Celui-ci n’a pas lâché les deux moitiés du disque brisé dont chacune présente une face décorée.
— Un défenseur, énonce-t-il lentement.
— Et comprenez-vous ce que signifie le droit de garder le silence ?
— Cela signifie que vous ne pouvez pas me forcer à parler.
— Exact. Et le fait que tout ce que vous direz pourra être retenu contre vous ?
— Non.
— Ça veut dire que tout ce que vous direz sera consigné par écrit et utilisé le cas échéant pour prouver votre culpabilité.
— Oh ! je comprends.
— Vous avez un avocat ?
Hask dirige son regard vers Kelkad avant de répondre :
— Non.
— Bien sûr que non ! s’emporte Frank Pas plus qu’il n’a de comptable, de dentiste ni d’entraîneur.
Perez se tourne alors vers le capitaine tosok :
— Vous-même ou l’un de vos collègues pourrait-il assurer sa défense ?

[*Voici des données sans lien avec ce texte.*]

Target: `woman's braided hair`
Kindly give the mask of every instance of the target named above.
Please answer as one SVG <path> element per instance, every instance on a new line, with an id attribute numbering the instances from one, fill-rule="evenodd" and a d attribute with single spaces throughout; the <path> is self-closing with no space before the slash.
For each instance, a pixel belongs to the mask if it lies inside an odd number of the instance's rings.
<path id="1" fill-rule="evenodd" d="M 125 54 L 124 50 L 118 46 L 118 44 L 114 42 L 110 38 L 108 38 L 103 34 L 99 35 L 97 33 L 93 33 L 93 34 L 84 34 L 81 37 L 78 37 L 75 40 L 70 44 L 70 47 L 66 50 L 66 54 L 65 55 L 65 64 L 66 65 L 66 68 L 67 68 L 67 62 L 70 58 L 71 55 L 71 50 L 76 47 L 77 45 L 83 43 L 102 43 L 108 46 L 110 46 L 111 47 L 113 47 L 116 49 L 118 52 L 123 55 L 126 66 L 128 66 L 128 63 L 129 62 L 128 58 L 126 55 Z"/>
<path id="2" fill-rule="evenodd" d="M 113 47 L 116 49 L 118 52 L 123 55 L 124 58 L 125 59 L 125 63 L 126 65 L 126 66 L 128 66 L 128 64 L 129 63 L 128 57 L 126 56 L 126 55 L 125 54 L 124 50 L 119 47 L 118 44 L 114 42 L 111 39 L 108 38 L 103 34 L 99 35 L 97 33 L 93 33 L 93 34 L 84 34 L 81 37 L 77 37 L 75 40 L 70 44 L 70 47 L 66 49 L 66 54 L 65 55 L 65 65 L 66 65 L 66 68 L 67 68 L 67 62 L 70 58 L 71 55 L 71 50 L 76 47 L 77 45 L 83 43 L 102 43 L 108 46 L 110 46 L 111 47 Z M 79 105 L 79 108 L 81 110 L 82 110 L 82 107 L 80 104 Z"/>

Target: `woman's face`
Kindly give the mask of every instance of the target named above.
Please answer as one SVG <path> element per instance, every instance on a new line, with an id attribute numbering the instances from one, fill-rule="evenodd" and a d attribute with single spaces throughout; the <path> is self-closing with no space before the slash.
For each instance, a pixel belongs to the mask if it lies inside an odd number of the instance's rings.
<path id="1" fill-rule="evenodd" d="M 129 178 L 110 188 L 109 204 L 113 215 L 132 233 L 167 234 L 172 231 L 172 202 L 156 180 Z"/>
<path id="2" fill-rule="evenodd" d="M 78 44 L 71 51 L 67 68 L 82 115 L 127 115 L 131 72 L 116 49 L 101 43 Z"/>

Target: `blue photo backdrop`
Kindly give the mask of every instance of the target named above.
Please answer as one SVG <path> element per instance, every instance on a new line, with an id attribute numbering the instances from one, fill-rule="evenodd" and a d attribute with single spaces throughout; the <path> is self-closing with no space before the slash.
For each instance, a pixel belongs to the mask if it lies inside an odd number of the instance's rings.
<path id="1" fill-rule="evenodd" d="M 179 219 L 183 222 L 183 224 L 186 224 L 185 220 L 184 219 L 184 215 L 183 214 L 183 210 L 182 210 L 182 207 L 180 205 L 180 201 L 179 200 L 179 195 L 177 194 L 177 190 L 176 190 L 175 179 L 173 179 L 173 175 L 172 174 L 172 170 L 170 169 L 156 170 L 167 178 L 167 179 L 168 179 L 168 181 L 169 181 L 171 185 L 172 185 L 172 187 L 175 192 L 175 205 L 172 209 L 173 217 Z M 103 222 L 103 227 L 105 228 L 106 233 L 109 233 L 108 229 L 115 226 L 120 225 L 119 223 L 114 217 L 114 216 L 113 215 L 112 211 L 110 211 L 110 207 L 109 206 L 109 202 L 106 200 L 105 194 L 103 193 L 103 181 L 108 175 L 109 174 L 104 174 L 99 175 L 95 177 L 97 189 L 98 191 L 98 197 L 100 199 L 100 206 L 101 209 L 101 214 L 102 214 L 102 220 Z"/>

— Non, répond Kelkad. Nous avons bien des intercesseurs qui implorent Dieu pour le compte d’autrui et des médiateurs pour régler les conflits dans la vie civile, mais rien de comparable à votre système judiciaire et pénal. D’ailleurs, je ne suis pas sûr de bien comprendre ces deux termes.
— Voulez-vous un avocat ? demande Perez à Hask.
— Je ne…
— Dis oui, le presse Frank, s’attirant un regard noir de Perez.
— Oui, répète Hask.
— Très bien. Veuillez nous suivre, je vous prie.
— Et si je refusais ? risque Hask.
— Ces messieurs sont armés, lui répond Perez en désignant les quatre policiers. Vous comprenez ? Ils ont sur eux des armes capables de tuer. Si vous résistez, nous serons forcés de…
— Vous n’oseriez quand même pas tirer ? proteste Frank. Je ne crois pas qu’ils puissent t’emmener de force, lance-t-il à Hask, puis il fait volte-face vers Perez : Qu’est-ce que vous faites de l’immunité diplomatique, inspecteur ?
— Je ne crois pas que les États-Unis aient signé de traité avec le gouvernement tosok, lui oppose Perez, imperturbable.
— Mais…
— Nous agissons en toute légalité.
— Et comment comptez-vous l’obliger à vous suivre ?
— Le docteur Nobilio a raison, reprend Perez à l’adresse de Hask. Nous n’avons pas l’intention d’utiliser la force contre vous. Mais je peux faire suspendre la livraison des pièces nécessaires à la réparation de votre vaisseau. Mon mandat m’autorise également à vous donner l’ordre de me suivre. Alors ?
— Mon subordonné nie toute participation au meurtre de Clete, intervient Kelkad.
— Sauf votre respect, monsieur, j’ai l’habitude de ce genre d’affirmation, lui rétorque Perez.
— Je me porte garant de lui, déclare Kelkad d’un ton parfaitement égal, du moins dans sa version traduite.
— Vous aurez la possibilité de le faire plus tard, en temps voulu.
— Mais…
— Je les suis, décide brusquement Hask. Nous avons besoin de leur aide, alors autant coopérer.
— J’espère que vous savez ce que vous faites, inspecteur… Je l’espère pour vous, menace Frank.
— Merci, docteur. Maintenant, si vous continuez d’inciter cette créature à nous résister…
— Ne poussez pas la plaisanterie trop loin, Perez.
— Et vous, ne me poussez pas à bout. Suivez-nous, Hask. Ne vous en faites pas, ajoute-t-il comme l’autre s’exécute. Vous aurez bientôt un avocat.
— Un avocat commis d’office ? s’exclame Frank. Surtout pas ! Hask, ne dis pas un mot à qui que ce soit, tu entends ? Ne dis rien tant qu’on ne t’aura pas trouvé un avocat.